Former Republican vice presidential nominee and Congressman Paul Ryan told NBC's Meet the Press January 27 that the Republican ideas for spending cuts on social welfare programs would have increased the Food Stamp program by 260 percent over a decade, instead of the Democrats' 270 percent. Ryan has nevertheless been reliably touted by the mainstream media as a solid conservative and fiscal hawk.
Meet the Press host David Gregory pressed Ryan — who currently serves as the U.S. House of Representatives Budget Committee chairman — for an example of spending cuts he'd make that would stop the “takers” in society. Ryan said during the presidential campaign that America risked becoming a nation of “makers” who work and “takers” dependent upon government assistance. “Food Stamps, for example,” Ryan replied, “if our reforms went through, they would have grown by 260 percent over the last decade instead of 270 percent. So when you call such reforms 'savage,' that, I think, does a disservice to the quality of debate we need to have.”
Ryan made no constitutional argument against limiting the federal government to its enumerated powers, eliminating any programs, or even any year-over-year spending cuts. He also volunteered that the federal government should be a big brother to people down on their luck under any circumstance: “We want to have a safety net. A safety net for the poor, the vulnerable, the people who cannot help themselves.”
Even on deficit reduction, Ryan announced a goal of not bringing the budget into balance for another decade. “I'll just explain what the speaker said when we passed that bill,” he said of the House GOP plan. “Our goal is to get cuts and reforms that put us on a path to balancing the budget within a decade.” The Ryan budget introduced last year, "The Path to Prosperity," would not balance the budget well into the 2030s, so proposing only one additional decade of deficit spending instead of two decades might be considered a sort of progress. But analysts have noted that it is still a long way from balancing the budget within the two-year term his Wisconsin constituents elected him to serve.
Ryan saved most of his criticism for the Democratic-controlled U.S. Senate, observing, “They haven't passed a budget in four years, even though there is a law that says we have to budget every year.” He criticized Democrats for not making the most of their control of the executive branch and the U.S. Senate.
Senate Democrats have pledged to pass a budget this year, and on January 20 Senator Charles Schumer of New York promised on Meet the Press that it would include massive tax increases:
You're gonna need more revenues as well as more cuts to get the deficit down. And I've talked to leader Reid, I've talked to Budget Chair Murray. We're gonna to do a budget this year and it's gonna have revenues in it, and the Republican colleagues better get used to that.

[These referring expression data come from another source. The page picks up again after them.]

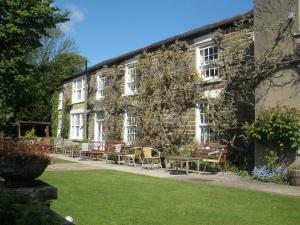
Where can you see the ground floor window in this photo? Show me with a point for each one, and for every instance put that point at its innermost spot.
(203, 133)
(130, 127)
(99, 120)
(59, 124)
(77, 125)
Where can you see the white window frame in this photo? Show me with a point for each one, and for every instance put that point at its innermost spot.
(203, 65)
(59, 124)
(130, 127)
(203, 132)
(100, 86)
(79, 126)
(99, 121)
(130, 81)
(76, 90)
(60, 100)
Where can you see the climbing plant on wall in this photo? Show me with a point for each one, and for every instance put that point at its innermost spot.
(168, 87)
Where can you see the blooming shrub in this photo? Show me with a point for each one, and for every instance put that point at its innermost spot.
(277, 174)
(22, 151)
(278, 128)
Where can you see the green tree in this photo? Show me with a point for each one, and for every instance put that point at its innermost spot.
(55, 60)
(22, 26)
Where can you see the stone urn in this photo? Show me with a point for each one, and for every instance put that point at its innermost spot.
(294, 177)
(21, 164)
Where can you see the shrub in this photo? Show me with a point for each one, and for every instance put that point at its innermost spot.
(277, 128)
(22, 151)
(266, 174)
(11, 212)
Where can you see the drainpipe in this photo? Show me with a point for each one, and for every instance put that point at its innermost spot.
(86, 102)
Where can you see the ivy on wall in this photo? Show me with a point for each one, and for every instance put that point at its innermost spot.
(54, 115)
(65, 117)
(168, 87)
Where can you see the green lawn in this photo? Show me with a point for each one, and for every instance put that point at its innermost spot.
(57, 160)
(110, 197)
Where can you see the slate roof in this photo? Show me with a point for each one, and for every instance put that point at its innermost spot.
(184, 36)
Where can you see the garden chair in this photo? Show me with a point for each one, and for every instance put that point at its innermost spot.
(137, 154)
(85, 150)
(214, 158)
(113, 148)
(150, 156)
(58, 145)
(71, 149)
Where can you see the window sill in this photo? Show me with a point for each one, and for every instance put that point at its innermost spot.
(213, 80)
(100, 98)
(76, 139)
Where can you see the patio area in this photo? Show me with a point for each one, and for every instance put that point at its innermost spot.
(227, 179)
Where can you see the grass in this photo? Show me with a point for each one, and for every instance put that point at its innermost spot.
(117, 198)
(57, 160)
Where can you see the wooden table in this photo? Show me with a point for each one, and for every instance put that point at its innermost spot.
(119, 156)
(182, 159)
(95, 154)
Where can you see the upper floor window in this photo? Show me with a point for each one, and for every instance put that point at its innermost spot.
(130, 127)
(130, 79)
(100, 86)
(76, 126)
(208, 62)
(203, 132)
(60, 100)
(78, 90)
(99, 120)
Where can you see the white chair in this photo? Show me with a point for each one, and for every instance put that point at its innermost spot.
(214, 158)
(85, 149)
(149, 158)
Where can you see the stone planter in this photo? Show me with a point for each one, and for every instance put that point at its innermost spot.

Ryan revealed his constitutional ignorance on Meet the Press in his discussion on the Democratic-controlled parts of the federal government. “The President and his party have been in charge of Washington during this time. They have not budgeted for four years,” he declared. Of course, the president has put out a budget plan, and does every year. President Obama's 2013 budget plan makes no pretense of ever bringing the federal budget into balance.
More importantly, the president and his party are not “in charge” of spending in Washington, and haven't been since they lost control of the U.S. House of Representatives in the 2010 elections. The Republican-controlled House has an absolute stop on any new spending, which means that the trillion-dollar deficits for the past two years have been approved by Republicans as well as Democrats. The majority of Republicans in the House could put a stop to deficit spending all by themselves, simply by refusing to pass new deficit spending. But House Republicans — led by Speaker John Boehner and Budget Committee Chairman Paul Ryan — haven't even proposed doing this.
Ryan also predicted in the Meet the Press interview that the $120 billion in automatic cuts as part of last year's budget deal would take place. “I think the sequester is going to happen,” he told Gregory. The sequester would cut equal amounts from military and non-military discretionary spending increases.